Sexe et BD: dessine-moi un zizi
© Zep/Le Monde

Cool ou banal?

Le sexe dans la BD, tout le monde s’y est mis. Pas un éditeur classique sans sa collection ou ses titres érotiques, plus un auteur sans son récit de cul. La BD érotique, qui fut tour à tour subversive, puis chic, puis cool, est devenue presque banale: Zep se déride avec son Happy Sex pendant que Benoit Feroumont prépare un deuxième récit chaud chez Dupuis, après Gisèle et Béatrice; les éditions Tabou, lancées il y a dix ans, ne le sont plus à voir le monde qui se presse à leur stand durant les festivals; la collection BD Cul des Requins Marteaux, qui vient de s’enrichir d’un enivrant Bernadette par El Don Guillermo, semble définitivement être la seule rentable du collectif. Ne parlons pas des hentai qui cartonnent niveau mangas; même les comics américains font fi de genres jusque-là très cadenassés: cet été paraissait dans la collection Erotix de Delcourt le premier tome de la série Sexe, se penchant sur la sexualité parfois turgescente d’un super-héros à la retraite. Une vague de dessins érotiques qui coïncide aussi avec l’explosion de l’accessibilité à la pornographie, principal contenu du Web, qui a définitivement « dés-érotisé » le cul. Au point que seul le dessin semble aujourd’hui capable de faire rêver. Ou fantasmer. Tant mieux pour lui.

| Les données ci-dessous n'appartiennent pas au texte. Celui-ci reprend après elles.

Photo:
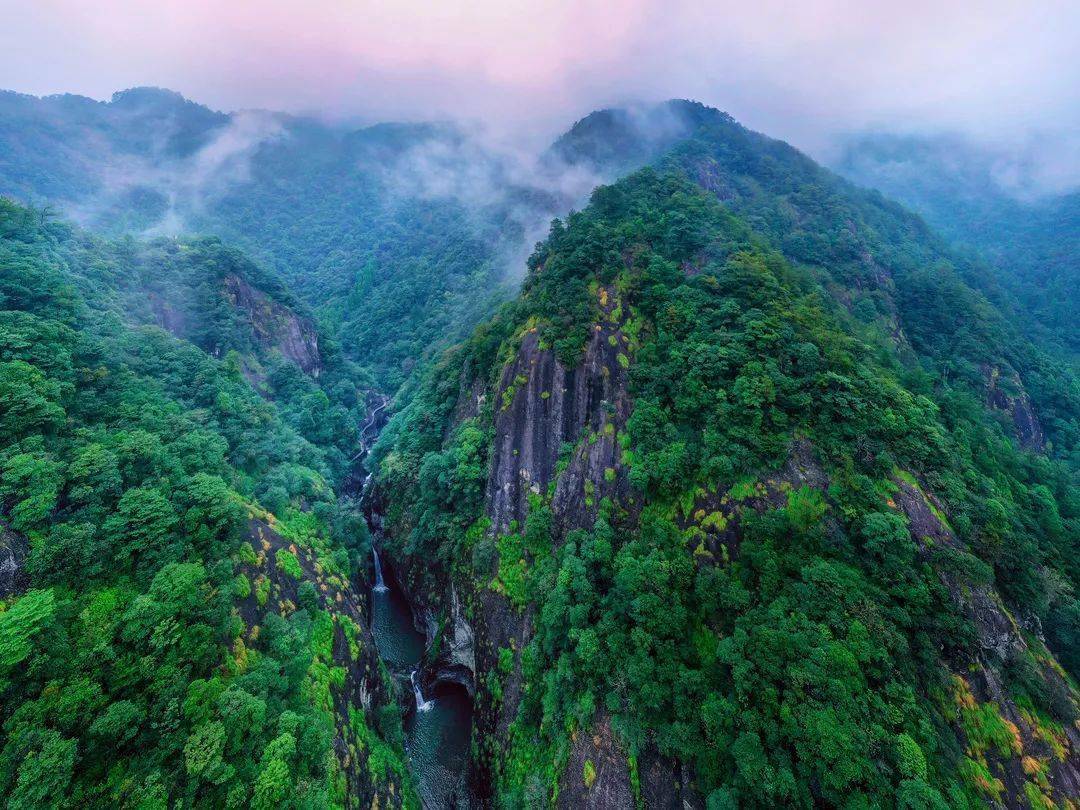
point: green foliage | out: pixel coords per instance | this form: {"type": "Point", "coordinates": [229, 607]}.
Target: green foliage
{"type": "Point", "coordinates": [798, 667]}
{"type": "Point", "coordinates": [131, 460]}
{"type": "Point", "coordinates": [288, 564]}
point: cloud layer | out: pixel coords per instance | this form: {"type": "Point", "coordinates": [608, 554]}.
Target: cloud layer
{"type": "Point", "coordinates": [797, 70]}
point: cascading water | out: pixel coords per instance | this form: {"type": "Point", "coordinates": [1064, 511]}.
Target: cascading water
{"type": "Point", "coordinates": [421, 704]}
{"type": "Point", "coordinates": [380, 586]}
{"type": "Point", "coordinates": [437, 732]}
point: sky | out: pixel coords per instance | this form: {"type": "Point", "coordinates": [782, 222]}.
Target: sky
{"type": "Point", "coordinates": [798, 70]}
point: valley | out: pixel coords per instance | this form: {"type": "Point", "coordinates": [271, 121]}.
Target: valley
{"type": "Point", "coordinates": [379, 468]}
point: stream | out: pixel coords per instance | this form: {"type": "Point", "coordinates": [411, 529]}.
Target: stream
{"type": "Point", "coordinates": [437, 725]}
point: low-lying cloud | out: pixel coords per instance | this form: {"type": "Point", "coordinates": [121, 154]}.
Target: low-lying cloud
{"type": "Point", "coordinates": [796, 70]}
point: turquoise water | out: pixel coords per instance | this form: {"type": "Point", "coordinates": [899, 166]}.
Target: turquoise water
{"type": "Point", "coordinates": [436, 739]}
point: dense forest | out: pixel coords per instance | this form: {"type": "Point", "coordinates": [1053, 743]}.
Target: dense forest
{"type": "Point", "coordinates": [173, 634]}
{"type": "Point", "coordinates": [747, 482]}
{"type": "Point", "coordinates": [755, 491]}
{"type": "Point", "coordinates": [995, 203]}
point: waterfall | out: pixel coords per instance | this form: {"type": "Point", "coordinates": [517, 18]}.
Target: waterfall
{"type": "Point", "coordinates": [380, 586]}
{"type": "Point", "coordinates": [421, 704]}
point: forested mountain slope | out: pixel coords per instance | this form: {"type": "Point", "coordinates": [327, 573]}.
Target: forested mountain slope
{"type": "Point", "coordinates": [179, 624]}
{"type": "Point", "coordinates": [993, 202]}
{"type": "Point", "coordinates": [743, 503]}
{"type": "Point", "coordinates": [414, 226]}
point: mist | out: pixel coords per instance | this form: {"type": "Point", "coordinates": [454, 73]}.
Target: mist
{"type": "Point", "coordinates": [804, 71]}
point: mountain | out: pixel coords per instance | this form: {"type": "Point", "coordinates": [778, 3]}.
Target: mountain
{"type": "Point", "coordinates": [756, 490]}
{"type": "Point", "coordinates": [1006, 206]}
{"type": "Point", "coordinates": [415, 225]}
{"type": "Point", "coordinates": [751, 498]}
{"type": "Point", "coordinates": [177, 615]}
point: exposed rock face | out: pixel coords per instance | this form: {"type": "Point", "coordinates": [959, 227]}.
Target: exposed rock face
{"type": "Point", "coordinates": [275, 326]}
{"type": "Point", "coordinates": [13, 551]}
{"type": "Point", "coordinates": [364, 689]}
{"type": "Point", "coordinates": [457, 658]}
{"type": "Point", "coordinates": [597, 774]}
{"type": "Point", "coordinates": [1004, 392]}
{"type": "Point", "coordinates": [544, 406]}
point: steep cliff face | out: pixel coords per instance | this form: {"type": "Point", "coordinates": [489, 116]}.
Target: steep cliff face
{"type": "Point", "coordinates": [1034, 760]}
{"type": "Point", "coordinates": [1004, 392]}
{"type": "Point", "coordinates": [690, 561]}
{"type": "Point", "coordinates": [360, 698]}
{"type": "Point", "coordinates": [13, 551]}
{"type": "Point", "coordinates": [548, 414]}
{"type": "Point", "coordinates": [274, 325]}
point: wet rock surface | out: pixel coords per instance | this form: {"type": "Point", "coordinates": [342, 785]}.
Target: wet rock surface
{"type": "Point", "coordinates": [13, 551]}
{"type": "Point", "coordinates": [544, 407]}
{"type": "Point", "coordinates": [1004, 392]}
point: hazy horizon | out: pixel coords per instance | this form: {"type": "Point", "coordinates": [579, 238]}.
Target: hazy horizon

  • 1001 VISIONS DU SEXE, OUVRAGE COLLECTIF RÉALISÉ PAR PATRICE BAUDUINET, ÉDITIONS GRAPH ZEPPELIN, 192 PAGES.

3035 zizis, 273 érections

Patrice Bauduinet tire peu de conclusions de ses 1001 visions du sexe, mais tout de même quelques statistiques aussi inutiles qu’amusantes. Il a ainsi recensé 3046 petits dessins de foufoune, pour 3035 dessins de zigounette. L’essentiel de la production se veut figuratif: 7% des sexes féminins prennent la forme de végétaux, quand 7% des sexes masculins se réfèrent à des objets. Les records pour chacun? 639 dessins de vagins les présentent frontalement, sans symbolisme et « au repos » (?), quand 318 petits dessins assimilent le zizi à une forme symbolique, spirale, triangle, courbe ou flèche. Rayon représentations imprévisibles, Patrice Bauduinet a pointé neuf dessins de bites faisant référence à la maternité et 31 vues internes de la vulve -les psychiatres en feront ce qu’ils veulent, il n’y a par contre aucune vue intérieure des kikis. Sans surprise également, l’auteur n’a comptabilisé aucune couille dans les dessins de sexe féminin -alors qu’on n’en dénombre que 23 paires chez les hommes. On ne les a pas recomptées, mais ça semble très peu.